New Technology to Allow Plug-in Vehicles to Conserve Energy During Peak Demands

1114

Eight global auto manufacturers today demonstrated the first-ever technology that will allow plug-in electric vehicles to communicate with energy providers in order to help manage the high demand on power grids during peak times.

“This first-ever test is a critical milestone as we move forward with our collective goal to advance electrification and boost the environmental benefits that come with that,” says Mike Tinskey, global director of vehicle electrification and infrastructure at Ford Motor Co. “Our intent is to add more capability to this technology, so that it may be used broadly in the future.”

There are approximately 296,000 electric vehicles in the United States, but demand is expected to rise drastically over the next decade according to Navigant Research.

The software technology, developed by Japan’s Sumitomo Electric, will allow utility companies to send messages directly to the vehicles, asking them to stop charging temporarily as a way of helping a grid that is becoming overloaded.

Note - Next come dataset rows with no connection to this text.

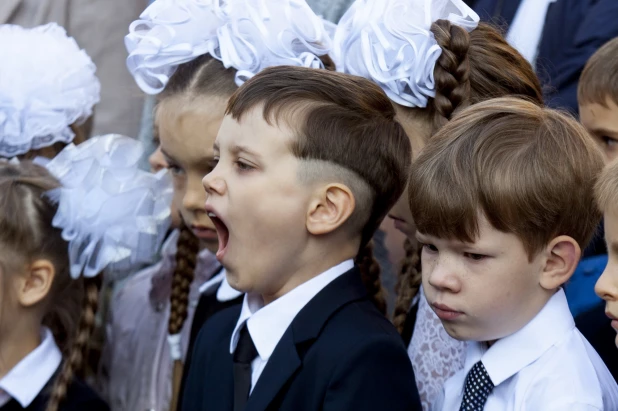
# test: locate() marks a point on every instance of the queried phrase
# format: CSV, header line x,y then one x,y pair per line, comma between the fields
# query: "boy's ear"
x,y
330,207
563,254
35,283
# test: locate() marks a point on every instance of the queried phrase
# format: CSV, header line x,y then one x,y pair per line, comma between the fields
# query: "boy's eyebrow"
x,y
236,149
166,155
604,131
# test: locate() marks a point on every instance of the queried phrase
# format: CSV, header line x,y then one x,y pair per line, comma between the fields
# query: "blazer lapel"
x,y
7,8
279,369
306,326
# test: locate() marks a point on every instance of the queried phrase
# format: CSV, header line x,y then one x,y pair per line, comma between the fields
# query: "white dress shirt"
x,y
547,365
526,30
267,324
225,292
26,380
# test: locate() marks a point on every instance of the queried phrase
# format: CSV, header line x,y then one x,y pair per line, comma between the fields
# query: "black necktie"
x,y
244,354
478,387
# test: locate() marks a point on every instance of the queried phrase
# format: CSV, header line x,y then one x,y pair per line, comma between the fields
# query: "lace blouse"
x,y
435,355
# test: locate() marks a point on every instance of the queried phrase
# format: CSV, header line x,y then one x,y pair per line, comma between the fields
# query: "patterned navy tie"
x,y
478,387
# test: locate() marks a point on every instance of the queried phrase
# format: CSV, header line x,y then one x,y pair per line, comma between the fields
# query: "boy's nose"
x,y
213,183
194,197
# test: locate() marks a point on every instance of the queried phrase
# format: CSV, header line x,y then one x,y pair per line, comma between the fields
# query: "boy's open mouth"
x,y
222,232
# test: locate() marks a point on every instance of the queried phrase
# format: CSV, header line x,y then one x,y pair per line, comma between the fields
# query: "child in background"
x,y
57,234
607,286
597,97
598,106
502,203
431,58
48,90
228,43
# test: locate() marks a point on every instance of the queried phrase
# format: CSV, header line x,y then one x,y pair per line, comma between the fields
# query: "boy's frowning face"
x,y
259,203
602,123
482,291
607,285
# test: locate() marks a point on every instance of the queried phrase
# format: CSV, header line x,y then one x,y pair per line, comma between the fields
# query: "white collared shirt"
x,y
547,365
26,379
267,324
526,29
225,292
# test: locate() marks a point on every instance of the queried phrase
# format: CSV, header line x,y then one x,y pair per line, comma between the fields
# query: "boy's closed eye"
x,y
475,256
243,165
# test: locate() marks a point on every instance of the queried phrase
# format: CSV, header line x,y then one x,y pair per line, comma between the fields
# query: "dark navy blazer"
x,y
573,31
338,354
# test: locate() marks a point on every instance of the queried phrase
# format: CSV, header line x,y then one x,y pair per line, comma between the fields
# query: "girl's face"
x,y
187,130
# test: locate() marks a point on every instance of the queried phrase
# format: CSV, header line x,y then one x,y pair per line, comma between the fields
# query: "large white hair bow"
x,y
113,214
47,83
246,35
390,42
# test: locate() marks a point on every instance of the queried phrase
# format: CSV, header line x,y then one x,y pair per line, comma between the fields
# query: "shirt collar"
x,y
225,292
509,355
28,378
267,324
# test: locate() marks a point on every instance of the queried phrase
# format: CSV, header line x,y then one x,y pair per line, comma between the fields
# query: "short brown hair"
x,y
339,119
530,170
606,189
599,80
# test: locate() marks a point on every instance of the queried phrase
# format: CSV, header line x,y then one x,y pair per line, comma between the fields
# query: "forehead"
x,y
489,237
188,129
255,133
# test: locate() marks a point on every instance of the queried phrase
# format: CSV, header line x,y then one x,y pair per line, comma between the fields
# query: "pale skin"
x,y
602,123
23,308
187,130
490,288
607,285
275,232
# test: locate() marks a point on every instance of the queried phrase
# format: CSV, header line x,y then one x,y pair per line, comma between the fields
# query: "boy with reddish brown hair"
x,y
308,164
502,200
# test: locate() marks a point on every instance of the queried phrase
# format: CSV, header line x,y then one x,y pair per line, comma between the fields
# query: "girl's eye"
x,y
242,166
475,257
608,141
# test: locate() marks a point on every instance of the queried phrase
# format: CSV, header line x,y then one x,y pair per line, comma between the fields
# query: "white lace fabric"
x,y
435,355
47,83
248,36
390,43
113,214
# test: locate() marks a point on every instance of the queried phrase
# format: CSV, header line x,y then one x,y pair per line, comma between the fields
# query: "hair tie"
x,y
47,83
112,214
390,43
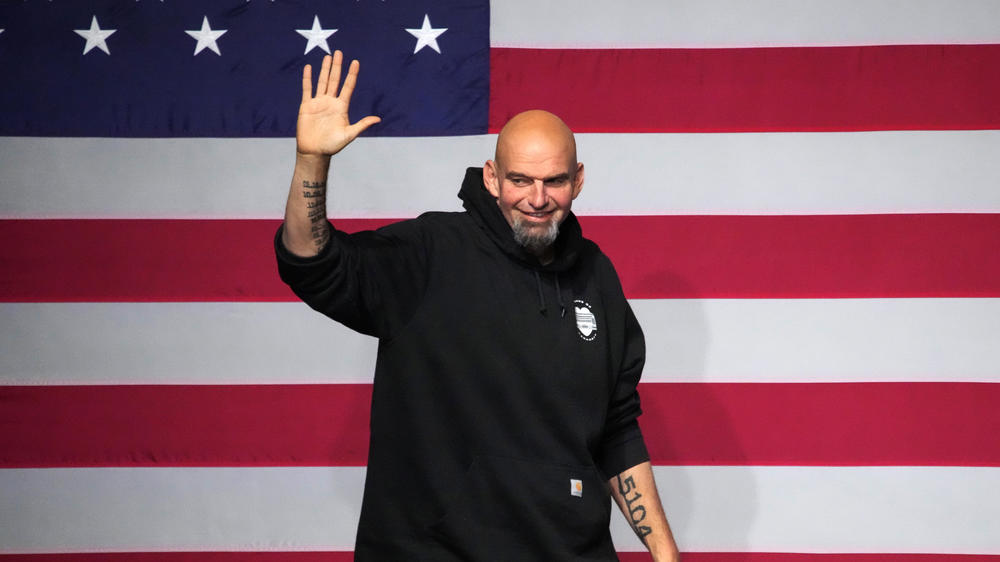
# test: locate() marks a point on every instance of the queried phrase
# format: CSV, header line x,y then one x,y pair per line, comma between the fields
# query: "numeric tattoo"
x,y
637,513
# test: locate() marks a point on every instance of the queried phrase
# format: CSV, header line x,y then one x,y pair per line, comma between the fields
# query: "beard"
x,y
535,238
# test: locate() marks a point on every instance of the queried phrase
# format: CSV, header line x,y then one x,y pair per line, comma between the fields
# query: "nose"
x,y
538,198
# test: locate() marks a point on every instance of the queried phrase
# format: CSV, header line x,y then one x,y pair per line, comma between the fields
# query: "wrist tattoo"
x,y
316,191
636,509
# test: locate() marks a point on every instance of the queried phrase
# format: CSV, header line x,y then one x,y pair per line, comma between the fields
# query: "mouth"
x,y
537,216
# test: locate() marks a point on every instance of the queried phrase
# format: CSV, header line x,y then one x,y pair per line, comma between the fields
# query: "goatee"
x,y
535,238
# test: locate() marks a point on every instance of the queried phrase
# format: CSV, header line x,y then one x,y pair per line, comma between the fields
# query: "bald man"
x,y
504,406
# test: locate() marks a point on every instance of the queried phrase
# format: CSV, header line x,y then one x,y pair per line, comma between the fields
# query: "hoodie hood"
x,y
483,208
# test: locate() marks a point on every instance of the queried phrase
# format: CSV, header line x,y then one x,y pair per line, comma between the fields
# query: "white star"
x,y
206,37
95,36
427,35
317,36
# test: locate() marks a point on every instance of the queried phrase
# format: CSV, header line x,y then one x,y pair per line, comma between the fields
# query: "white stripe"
x,y
707,340
738,23
764,509
630,174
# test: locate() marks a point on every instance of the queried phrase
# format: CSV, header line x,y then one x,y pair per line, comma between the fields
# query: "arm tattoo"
x,y
316,191
637,512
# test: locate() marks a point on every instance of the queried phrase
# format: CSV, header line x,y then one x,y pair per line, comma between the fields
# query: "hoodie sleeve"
x,y
370,281
622,445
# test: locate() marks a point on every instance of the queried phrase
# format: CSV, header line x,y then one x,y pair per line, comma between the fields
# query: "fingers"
x,y
338,59
306,83
350,81
321,84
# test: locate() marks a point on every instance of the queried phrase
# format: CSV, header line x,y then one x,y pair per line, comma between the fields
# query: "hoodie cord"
x,y
562,305
541,295
542,309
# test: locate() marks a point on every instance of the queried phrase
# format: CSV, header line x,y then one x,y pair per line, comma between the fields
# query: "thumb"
x,y
359,127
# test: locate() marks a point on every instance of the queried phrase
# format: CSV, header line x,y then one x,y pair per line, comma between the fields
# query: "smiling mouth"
x,y
537,216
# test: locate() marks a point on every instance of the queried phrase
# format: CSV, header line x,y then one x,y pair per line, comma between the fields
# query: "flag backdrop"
x,y
802,200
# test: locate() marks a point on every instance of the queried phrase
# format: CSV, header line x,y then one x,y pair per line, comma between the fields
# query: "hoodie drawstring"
x,y
541,295
562,305
542,309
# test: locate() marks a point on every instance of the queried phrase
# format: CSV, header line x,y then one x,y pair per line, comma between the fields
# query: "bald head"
x,y
535,177
535,132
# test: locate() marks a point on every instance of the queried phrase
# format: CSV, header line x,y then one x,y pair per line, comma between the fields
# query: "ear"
x,y
578,180
490,178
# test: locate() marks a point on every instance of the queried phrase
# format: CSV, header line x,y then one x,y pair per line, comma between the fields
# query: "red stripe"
x,y
871,424
759,89
923,255
623,556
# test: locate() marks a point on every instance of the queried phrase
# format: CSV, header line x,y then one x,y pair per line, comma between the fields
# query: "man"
x,y
504,404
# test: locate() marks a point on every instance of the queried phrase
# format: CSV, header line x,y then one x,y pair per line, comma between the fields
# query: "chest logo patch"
x,y
586,322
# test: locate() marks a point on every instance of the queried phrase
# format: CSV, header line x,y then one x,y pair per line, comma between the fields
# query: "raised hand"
x,y
324,127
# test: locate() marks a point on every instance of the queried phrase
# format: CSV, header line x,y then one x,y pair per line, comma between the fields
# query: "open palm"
x,y
324,127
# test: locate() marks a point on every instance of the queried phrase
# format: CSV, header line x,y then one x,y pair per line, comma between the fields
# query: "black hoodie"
x,y
505,390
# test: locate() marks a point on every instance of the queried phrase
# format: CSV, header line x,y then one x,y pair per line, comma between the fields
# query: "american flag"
x,y
802,200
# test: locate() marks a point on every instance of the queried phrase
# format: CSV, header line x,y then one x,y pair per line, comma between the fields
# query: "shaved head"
x,y
532,129
534,176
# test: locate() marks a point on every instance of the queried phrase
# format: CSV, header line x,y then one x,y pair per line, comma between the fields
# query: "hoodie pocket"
x,y
513,509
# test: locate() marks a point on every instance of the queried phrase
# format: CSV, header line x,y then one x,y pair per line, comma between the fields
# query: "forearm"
x,y
306,229
634,490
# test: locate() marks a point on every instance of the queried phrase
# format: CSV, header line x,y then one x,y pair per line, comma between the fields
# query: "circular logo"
x,y
586,322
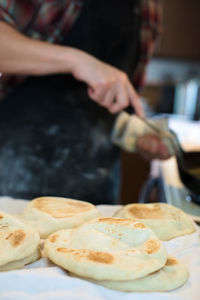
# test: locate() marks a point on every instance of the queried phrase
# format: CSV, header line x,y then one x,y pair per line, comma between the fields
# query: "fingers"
x,y
114,91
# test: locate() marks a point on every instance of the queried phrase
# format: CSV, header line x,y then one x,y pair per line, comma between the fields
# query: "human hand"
x,y
107,85
150,146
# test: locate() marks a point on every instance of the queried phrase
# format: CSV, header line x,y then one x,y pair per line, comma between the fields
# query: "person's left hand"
x,y
150,146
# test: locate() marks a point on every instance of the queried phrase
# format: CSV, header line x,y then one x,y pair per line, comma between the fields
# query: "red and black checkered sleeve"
x,y
17,13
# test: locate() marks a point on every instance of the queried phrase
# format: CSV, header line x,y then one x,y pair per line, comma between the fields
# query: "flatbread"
x,y
166,221
50,214
18,242
170,277
19,264
107,248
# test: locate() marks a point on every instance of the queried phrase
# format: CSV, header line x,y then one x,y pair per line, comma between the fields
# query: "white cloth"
x,y
44,281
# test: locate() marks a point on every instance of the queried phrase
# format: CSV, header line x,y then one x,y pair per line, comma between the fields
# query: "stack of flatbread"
x,y
50,214
165,220
117,253
18,243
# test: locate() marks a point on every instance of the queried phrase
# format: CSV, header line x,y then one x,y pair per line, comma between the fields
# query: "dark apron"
x,y
53,139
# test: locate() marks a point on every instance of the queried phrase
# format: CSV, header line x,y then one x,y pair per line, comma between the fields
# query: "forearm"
x,y
22,55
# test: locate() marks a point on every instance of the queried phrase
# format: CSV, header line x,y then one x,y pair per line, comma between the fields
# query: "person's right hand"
x,y
107,85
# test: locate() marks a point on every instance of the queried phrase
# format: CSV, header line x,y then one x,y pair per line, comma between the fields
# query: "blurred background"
x,y
173,84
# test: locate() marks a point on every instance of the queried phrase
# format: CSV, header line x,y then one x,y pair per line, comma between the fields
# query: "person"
x,y
67,69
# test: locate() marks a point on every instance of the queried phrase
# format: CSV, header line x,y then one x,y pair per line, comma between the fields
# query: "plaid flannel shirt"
x,y
50,20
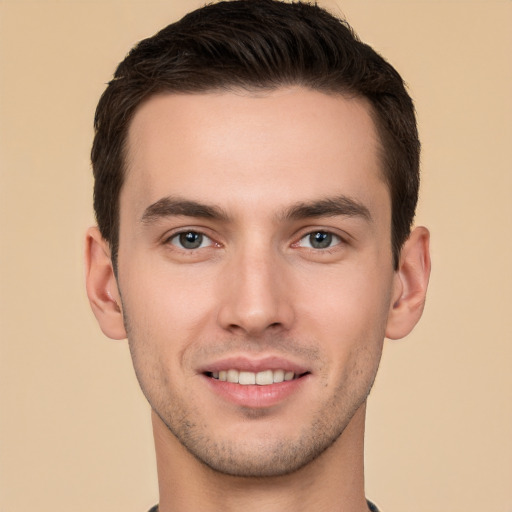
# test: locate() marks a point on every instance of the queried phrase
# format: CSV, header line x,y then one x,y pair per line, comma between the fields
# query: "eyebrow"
x,y
329,207
171,206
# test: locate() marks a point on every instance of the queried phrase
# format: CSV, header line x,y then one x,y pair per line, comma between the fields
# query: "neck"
x,y
333,481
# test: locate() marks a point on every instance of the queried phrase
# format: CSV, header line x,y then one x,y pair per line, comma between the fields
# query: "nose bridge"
x,y
254,291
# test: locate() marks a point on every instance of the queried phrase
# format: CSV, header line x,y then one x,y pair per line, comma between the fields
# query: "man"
x,y
256,176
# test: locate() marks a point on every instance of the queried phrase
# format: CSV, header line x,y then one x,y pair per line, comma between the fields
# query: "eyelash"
x,y
178,240
327,235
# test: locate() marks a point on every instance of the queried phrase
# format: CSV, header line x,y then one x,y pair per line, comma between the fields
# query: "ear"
x,y
101,285
410,287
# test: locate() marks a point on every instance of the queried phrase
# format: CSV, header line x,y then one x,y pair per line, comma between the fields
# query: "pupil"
x,y
320,240
191,240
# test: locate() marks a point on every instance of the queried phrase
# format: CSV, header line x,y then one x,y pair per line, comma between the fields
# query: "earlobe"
x,y
101,285
411,282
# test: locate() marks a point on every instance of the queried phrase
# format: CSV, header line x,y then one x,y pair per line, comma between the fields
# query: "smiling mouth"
x,y
263,378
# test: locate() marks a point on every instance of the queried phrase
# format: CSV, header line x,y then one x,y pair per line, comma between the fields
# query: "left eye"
x,y
190,240
319,240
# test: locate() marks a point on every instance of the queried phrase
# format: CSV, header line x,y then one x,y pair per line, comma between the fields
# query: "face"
x,y
255,271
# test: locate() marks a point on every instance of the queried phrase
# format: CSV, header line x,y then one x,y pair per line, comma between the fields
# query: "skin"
x,y
256,179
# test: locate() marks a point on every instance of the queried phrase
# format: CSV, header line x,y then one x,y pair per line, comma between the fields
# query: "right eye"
x,y
190,240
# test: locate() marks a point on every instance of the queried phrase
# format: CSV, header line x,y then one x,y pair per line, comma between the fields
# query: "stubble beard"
x,y
262,458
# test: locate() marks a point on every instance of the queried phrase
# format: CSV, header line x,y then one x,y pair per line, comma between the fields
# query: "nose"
x,y
255,295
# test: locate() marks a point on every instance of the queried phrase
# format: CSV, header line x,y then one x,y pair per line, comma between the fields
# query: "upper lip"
x,y
251,364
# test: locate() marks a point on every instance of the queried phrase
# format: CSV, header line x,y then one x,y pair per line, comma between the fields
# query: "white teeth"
x,y
246,378
278,375
263,378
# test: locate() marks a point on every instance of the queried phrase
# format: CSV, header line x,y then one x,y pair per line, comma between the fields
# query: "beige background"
x,y
74,428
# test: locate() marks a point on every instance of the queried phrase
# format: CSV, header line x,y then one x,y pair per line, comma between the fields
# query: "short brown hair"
x,y
262,45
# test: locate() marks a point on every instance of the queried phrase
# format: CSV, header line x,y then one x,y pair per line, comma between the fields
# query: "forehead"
x,y
241,149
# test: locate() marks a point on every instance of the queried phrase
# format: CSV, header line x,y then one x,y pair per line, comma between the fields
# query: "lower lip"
x,y
255,396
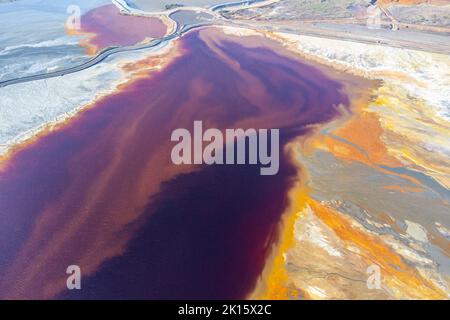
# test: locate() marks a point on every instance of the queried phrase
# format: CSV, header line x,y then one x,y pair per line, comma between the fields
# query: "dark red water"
x,y
102,193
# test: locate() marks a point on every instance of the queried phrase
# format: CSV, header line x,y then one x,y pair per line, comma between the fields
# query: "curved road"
x,y
97,59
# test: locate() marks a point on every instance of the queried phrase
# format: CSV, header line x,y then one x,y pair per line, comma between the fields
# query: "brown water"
x,y
102,193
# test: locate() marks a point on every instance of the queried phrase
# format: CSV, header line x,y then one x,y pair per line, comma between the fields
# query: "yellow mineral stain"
x,y
274,281
398,276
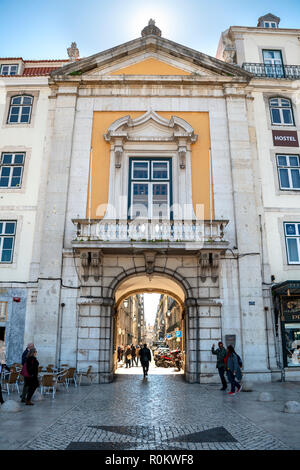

“This demonstration represents a major milestone that meets the needs of utilities and equipment manufacturers, while simultaneously benefiting electric vehicle owners and electricity users,” says Dan Bowermaster, manager for Electric Power Research Institute’s Electric Transportation program. The company was one several national utilities and regional transmission organizations that announced the technology today in Sacramento, Calif.

Utilities such as DTE Energy will offer customers financial incentives to opt into the program.

Customers who make their vehicles available to the grid can charge their cars at a location of their choice and have the ability to ignore the utility’s request to stop charging.

While Americans have not yet adopted electric vehicles in high enough numbers, there is a growing concern in the industry that as more consumers choose electric vehicles demand on regional power grids during peak evening hours may eventually overwhelm systems.